Chapter 1 Fundamentals

In this Chapter you will learn the user interface and basic functions in R. The user interface, as well as the basic functions for mathematical calculations. Further, you will be introduced to one of the most important logical operations: the if else function. The goal of this chapter is to give you an overview of RStudio and to give you a feeling and intuition for R by introducing you to mathematical concepts you already know. Do not forget, nobody is perfect, everyone has problems in the beginning and they can be frustrating, but that is most normal thing, when learning a new programming language. Have fun!

1.1 Getting familiar with RStudio and establishing a Workflow

1.1.1 The user interface

RStudio has four main components and each of them has a purpose:

Figure 1: Standard RStudio Interface
Figure 1: Standard RStudio Interface
  • On the top left you can see the Source window. In this window you write and run your code. The console opens after you choose, which type of Script you want to use:

  • The standard R Script (Ctrl + Shift + N): In this file you can just write your code and run it. You can also make commenting lines with putting a # in front of it.

  • The R Markdown File: In contrast to the standard R Script not everything written in a R Markdown File is automatically considered as Code (if not written after an #). A R Markdown File has options to design an HTML Output and a PDF Output. This can increase your efficiency in terms of working with partners. Further, you can write your code in chunks and have plenty options to work with those chunks. In QM and AQM you will exclusively use R Markdown and over time you will see the advantages of R Markdown.

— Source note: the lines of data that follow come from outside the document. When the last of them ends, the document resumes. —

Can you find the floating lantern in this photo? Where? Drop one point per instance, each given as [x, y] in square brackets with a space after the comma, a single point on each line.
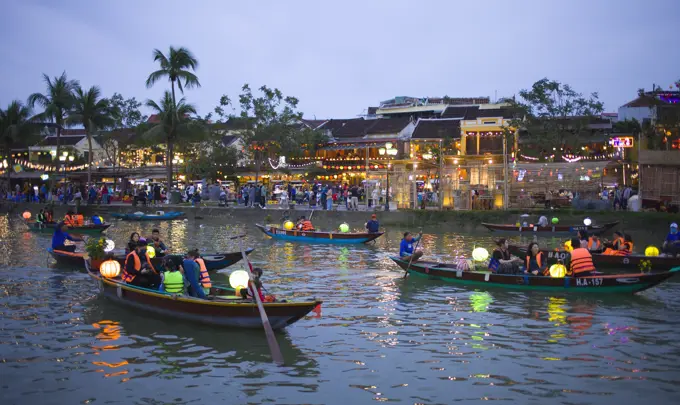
[110, 268]
[480, 254]
[558, 271]
[651, 251]
[238, 279]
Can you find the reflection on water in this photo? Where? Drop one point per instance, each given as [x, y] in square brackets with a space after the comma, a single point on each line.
[379, 337]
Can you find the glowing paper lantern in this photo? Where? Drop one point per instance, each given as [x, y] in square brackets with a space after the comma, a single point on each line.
[558, 271]
[151, 252]
[109, 246]
[239, 279]
[110, 268]
[480, 254]
[651, 251]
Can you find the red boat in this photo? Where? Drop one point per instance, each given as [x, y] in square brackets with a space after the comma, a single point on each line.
[551, 229]
[631, 262]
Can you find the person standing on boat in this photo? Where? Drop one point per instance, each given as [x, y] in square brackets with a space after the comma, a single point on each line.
[138, 270]
[192, 273]
[373, 226]
[61, 236]
[671, 246]
[507, 264]
[406, 249]
[579, 262]
[535, 262]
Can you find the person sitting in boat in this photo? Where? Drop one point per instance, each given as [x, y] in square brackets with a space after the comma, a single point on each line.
[304, 224]
[158, 244]
[594, 244]
[373, 226]
[535, 262]
[134, 240]
[203, 277]
[615, 245]
[192, 273]
[172, 278]
[406, 250]
[583, 238]
[502, 261]
[579, 262]
[61, 236]
[671, 246]
[138, 270]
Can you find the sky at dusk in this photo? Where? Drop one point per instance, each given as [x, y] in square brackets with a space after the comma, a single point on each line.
[339, 57]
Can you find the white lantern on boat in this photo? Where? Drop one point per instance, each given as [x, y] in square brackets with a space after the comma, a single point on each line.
[239, 279]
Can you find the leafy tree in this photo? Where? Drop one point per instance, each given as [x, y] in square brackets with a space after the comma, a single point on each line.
[554, 114]
[15, 126]
[176, 66]
[169, 130]
[94, 113]
[56, 102]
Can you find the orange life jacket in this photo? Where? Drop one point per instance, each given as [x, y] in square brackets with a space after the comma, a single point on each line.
[204, 277]
[538, 260]
[306, 225]
[127, 277]
[581, 261]
[594, 244]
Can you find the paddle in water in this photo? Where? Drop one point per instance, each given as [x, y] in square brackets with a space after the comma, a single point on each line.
[415, 249]
[271, 339]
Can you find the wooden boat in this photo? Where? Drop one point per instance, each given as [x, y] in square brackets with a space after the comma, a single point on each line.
[630, 262]
[216, 261]
[80, 229]
[159, 216]
[549, 230]
[318, 237]
[601, 284]
[222, 309]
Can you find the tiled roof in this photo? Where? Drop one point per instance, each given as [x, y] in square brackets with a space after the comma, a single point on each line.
[436, 129]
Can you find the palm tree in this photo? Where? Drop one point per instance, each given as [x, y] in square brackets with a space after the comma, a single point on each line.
[14, 125]
[94, 113]
[169, 127]
[56, 102]
[176, 67]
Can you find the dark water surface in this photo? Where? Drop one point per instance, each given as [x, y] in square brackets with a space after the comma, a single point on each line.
[379, 337]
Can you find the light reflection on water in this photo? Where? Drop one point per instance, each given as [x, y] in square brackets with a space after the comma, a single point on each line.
[379, 337]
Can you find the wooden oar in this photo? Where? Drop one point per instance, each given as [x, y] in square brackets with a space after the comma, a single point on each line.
[271, 339]
[415, 249]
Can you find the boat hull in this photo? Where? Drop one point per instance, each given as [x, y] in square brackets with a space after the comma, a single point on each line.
[84, 229]
[169, 216]
[213, 262]
[237, 314]
[318, 237]
[599, 284]
[549, 230]
[631, 262]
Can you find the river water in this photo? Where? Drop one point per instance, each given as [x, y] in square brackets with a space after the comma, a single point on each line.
[378, 337]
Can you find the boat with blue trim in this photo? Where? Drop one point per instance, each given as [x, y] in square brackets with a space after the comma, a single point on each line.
[598, 284]
[317, 236]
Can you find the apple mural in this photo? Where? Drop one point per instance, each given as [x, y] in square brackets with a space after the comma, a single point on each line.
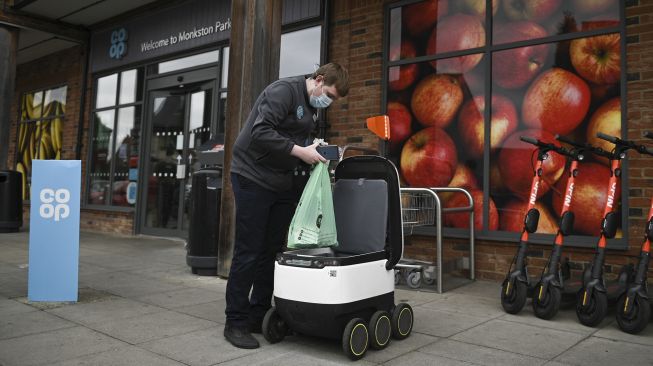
[422, 16]
[461, 32]
[556, 101]
[597, 59]
[471, 123]
[428, 158]
[400, 123]
[436, 100]
[514, 68]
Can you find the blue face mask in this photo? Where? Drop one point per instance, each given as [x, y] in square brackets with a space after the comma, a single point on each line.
[321, 101]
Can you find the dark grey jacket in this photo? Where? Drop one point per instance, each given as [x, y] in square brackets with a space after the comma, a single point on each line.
[281, 118]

  • On the top right you can see the Environment. Here you have an overview over all the objects currently loaded in your environment. You will learn more about objects later in the course.

  • On the bottom left you have the Console: This is where the results appear once you execute your R-code. You can also directly type R-code into the console and execute it. However, we cannot save this code which is why we usually work in the Editor.

  • On the bottom right you can see the Output: Plots (if you use the standard R Script) and other things will appear here, don’t worry too much about it for the moment.

1.1.2 How to design it according to your preferences (optional)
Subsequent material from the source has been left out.